This story is an old one, told in many ways, which all involve a little girl watching her mother prepare a fish for dinner. Her mother cut the head and tail off the fish and then placed it into a baking pan. The little girl asked her mother: “Why do you cut the head and tail off the fish?” Her mother thought for a while and then said, “I’ve always done it that way – that’s how grandma did it.”
Not satisfied with the answer, the little girl went to visit her grandma to find out why she cut the head and tail off the fish before baking it.
Grandma thought for a while and replied, “I don’t know.

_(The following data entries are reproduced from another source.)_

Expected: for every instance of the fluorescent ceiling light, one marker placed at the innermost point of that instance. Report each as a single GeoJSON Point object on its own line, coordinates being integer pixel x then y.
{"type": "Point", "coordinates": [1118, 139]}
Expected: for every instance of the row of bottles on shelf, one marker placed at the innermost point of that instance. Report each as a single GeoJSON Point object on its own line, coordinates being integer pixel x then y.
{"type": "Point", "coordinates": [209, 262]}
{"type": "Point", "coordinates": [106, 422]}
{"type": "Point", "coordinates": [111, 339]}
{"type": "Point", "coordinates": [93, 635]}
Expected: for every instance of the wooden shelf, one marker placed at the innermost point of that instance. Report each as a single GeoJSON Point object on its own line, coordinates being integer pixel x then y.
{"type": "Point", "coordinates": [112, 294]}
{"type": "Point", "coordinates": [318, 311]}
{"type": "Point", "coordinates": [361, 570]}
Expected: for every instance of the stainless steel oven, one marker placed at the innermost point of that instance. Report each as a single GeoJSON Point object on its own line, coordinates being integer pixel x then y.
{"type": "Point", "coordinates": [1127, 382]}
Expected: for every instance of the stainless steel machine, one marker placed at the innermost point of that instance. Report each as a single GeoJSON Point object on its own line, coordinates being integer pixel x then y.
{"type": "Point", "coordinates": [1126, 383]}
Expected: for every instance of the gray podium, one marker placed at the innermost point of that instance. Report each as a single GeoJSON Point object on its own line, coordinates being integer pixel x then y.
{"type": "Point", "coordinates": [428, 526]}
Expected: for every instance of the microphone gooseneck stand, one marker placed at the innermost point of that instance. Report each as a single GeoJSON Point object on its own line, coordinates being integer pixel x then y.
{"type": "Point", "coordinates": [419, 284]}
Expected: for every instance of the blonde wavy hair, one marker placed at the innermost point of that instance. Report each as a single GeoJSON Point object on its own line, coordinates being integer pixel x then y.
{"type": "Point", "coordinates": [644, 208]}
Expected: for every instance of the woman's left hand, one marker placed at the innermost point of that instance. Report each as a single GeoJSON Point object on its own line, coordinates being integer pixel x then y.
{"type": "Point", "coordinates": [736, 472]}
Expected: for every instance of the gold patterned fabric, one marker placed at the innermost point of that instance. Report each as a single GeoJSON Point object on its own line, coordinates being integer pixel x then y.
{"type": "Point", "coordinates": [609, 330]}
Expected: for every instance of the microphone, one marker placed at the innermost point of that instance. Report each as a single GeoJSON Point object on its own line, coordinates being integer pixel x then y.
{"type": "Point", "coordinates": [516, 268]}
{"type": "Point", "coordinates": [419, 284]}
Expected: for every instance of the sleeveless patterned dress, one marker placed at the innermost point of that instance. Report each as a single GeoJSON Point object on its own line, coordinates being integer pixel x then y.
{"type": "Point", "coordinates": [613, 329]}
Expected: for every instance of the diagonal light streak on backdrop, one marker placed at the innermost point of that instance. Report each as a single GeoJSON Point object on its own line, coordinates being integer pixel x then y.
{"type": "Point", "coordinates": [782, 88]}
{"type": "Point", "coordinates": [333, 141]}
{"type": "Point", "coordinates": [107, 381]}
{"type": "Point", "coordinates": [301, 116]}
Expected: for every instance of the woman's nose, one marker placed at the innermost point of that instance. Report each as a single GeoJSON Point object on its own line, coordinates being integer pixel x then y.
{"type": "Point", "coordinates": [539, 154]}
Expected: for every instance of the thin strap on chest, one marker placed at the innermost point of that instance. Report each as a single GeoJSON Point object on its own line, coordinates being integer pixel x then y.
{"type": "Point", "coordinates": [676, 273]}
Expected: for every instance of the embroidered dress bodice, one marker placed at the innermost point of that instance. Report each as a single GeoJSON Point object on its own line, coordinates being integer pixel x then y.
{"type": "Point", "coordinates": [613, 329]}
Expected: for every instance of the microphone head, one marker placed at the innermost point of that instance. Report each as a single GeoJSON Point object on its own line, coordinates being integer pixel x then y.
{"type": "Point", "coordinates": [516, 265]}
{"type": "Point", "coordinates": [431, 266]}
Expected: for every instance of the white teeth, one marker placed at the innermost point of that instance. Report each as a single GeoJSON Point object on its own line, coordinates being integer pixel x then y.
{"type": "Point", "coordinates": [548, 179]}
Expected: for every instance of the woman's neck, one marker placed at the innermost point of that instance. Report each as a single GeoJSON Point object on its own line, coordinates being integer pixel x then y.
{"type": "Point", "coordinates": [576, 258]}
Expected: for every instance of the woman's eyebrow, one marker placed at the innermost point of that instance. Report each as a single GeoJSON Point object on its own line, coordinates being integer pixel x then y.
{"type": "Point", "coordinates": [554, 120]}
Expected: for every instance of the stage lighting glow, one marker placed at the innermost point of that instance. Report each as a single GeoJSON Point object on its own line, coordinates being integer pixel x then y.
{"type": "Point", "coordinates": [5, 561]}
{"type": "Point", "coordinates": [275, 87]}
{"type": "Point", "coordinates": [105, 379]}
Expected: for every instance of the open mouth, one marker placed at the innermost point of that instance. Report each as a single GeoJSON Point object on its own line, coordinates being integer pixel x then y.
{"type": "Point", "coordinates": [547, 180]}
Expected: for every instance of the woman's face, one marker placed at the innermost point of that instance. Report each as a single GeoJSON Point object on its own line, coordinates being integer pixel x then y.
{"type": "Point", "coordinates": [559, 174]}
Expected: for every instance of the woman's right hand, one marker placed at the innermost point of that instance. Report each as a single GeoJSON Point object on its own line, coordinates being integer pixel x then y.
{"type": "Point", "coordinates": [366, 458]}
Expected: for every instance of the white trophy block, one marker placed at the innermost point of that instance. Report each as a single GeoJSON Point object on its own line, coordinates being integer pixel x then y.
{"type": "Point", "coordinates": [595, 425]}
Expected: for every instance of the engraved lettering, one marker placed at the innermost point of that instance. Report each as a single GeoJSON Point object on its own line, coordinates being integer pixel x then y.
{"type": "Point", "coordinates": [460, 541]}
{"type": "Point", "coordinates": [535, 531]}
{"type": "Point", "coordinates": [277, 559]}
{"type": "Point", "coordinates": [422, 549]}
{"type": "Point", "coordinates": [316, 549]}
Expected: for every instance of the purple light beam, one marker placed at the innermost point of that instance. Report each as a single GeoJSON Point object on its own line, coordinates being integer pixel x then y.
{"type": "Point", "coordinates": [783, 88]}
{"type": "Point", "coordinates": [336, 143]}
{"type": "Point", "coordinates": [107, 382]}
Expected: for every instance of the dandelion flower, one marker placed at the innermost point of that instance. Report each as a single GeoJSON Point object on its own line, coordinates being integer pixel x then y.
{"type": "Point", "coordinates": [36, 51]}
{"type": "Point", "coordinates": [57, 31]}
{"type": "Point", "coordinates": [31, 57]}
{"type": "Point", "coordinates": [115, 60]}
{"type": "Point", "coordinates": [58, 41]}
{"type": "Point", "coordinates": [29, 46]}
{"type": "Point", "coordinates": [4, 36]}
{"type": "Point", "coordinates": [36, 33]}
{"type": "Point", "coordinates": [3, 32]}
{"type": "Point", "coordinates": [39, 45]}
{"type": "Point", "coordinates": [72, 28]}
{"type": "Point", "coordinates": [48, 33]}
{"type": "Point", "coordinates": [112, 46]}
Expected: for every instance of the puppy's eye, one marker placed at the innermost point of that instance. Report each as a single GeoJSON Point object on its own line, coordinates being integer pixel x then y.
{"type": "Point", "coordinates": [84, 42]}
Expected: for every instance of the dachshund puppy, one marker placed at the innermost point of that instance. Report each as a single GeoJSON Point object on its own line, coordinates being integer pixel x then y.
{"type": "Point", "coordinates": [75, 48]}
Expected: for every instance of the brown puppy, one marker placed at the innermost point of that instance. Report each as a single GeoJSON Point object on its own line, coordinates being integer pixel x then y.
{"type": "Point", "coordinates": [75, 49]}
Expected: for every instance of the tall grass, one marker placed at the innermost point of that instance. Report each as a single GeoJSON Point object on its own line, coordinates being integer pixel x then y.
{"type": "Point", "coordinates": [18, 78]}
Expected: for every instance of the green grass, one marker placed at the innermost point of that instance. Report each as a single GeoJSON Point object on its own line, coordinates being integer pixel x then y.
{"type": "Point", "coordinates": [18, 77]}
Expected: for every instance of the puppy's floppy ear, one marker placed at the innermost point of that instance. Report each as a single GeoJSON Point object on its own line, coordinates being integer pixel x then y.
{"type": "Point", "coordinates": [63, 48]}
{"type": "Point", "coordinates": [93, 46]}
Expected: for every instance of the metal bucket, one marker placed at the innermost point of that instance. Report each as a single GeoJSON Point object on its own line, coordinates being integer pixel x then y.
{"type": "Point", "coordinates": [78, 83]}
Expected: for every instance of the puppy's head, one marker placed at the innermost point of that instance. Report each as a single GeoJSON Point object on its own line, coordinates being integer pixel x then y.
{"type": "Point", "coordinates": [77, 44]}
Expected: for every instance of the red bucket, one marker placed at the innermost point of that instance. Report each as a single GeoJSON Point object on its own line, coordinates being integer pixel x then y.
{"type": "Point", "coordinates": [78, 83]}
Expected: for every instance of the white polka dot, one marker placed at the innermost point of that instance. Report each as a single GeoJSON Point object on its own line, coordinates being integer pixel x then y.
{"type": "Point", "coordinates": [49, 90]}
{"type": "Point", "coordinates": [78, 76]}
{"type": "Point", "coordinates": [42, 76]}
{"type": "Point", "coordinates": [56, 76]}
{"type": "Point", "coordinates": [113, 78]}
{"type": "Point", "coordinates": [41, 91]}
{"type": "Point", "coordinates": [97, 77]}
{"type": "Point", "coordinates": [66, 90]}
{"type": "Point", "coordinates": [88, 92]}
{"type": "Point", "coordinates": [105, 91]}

My mother always did it that way.”
So the little girl and the grandma went to visit great grandma to ask her if she knew the answer.
Great grandma thought for a while and said, “Because my baking pan was too small to fit in the whole fish.”
On first reading, this is a poignant tale about the need to challenge the way things “have always been done” and whether they are still serving. This applies at an organisational level, at a cultural level, at a behavioural level, right down to the level of mindset. The story also illustrates that everyone can be a leader, demonstrated through the leadership of the young child who leads by asking “Why?”
At a deeper level, the story points us to the need to access diversity in organisations. It is one thing to encourage and promote diversity, which occurs more and more, albeit at a surface level. Organisations may seek to attract and recruit a more diverse workforce: more women (or men), persons who identify as LGBTQ, persons who are not of the dominant racial, cultural or religious tradition(s) of a society, or persons with a visible or non-visible disability. But that’s not enough.
The shift from surface diversity to deeper diversity is one of leadership and inclusion. It has to be because diversity has little impact if it is not part of the organisational conversation.
- Can everyone contribute to the conversation?
- Can everyone influence the conversation?
- Do all have access to decision makers or an ability to influence decisions?
- At a simple level, can everyone influence the topics of conversation?
This is about allowing everyone in the organisation to formally participate in the life of the organisation.
There are a myriad of reasons why this is important, but an often overlooked one is the impact of inclusivity on innovation. Inclusivity makes a difference to what we know now and to what is possible next.
We believe that the future strength of a leader will not be measured by what they know but rather by who they know – those who are of the system and can reveal it’s patterns and behaviour. Accessing diversity means that you can discover what is happening in the system and why it is happening. This was the gift of the little girl above.
But innovation comes not from just being aware of what is happening in the system. It comes from hearing and seeing and feeling what wants to emerge from the system. Not what is happening but what wants to happen. The system is not just the people in the organisation, particles if you will, but rather an entity which exists as a result of the people in the organisation and the relationships between all the people in the context in which it exists. How can you, as a leader, more fully be in relationship and aware of the system of which you are part? How can you as a fish become more aware not just of the water that you swim in, but aware of the water and the river you swim in: where it is coming from and where it is going.
The Presencing Institute offers some questions which open our hearts and minds to the possibilities that exist in all systems:
- What in your life and work is dying or ending, and what wants to be born?
- Where, right now, do you feel the opening to a future possibility?
- Watch the journey of your community/ organization/ collective movement from above. What are you trying to do in the present stage of your collective journey?
- Imagine you could fast-forward to the very last moments of life, when it is time for you to move on. Now look back on your life’s journey as a whole. What would you want to see at the moment? What footprint do you want to leave behind on this planet?
- From that future point of view, what advice would your future Self offer to your current self?
Our role as leaders is to connect to the deep diversity of our organisations, to be curious and to listen. The system holds the answer. Your job is to discover what the system has to say.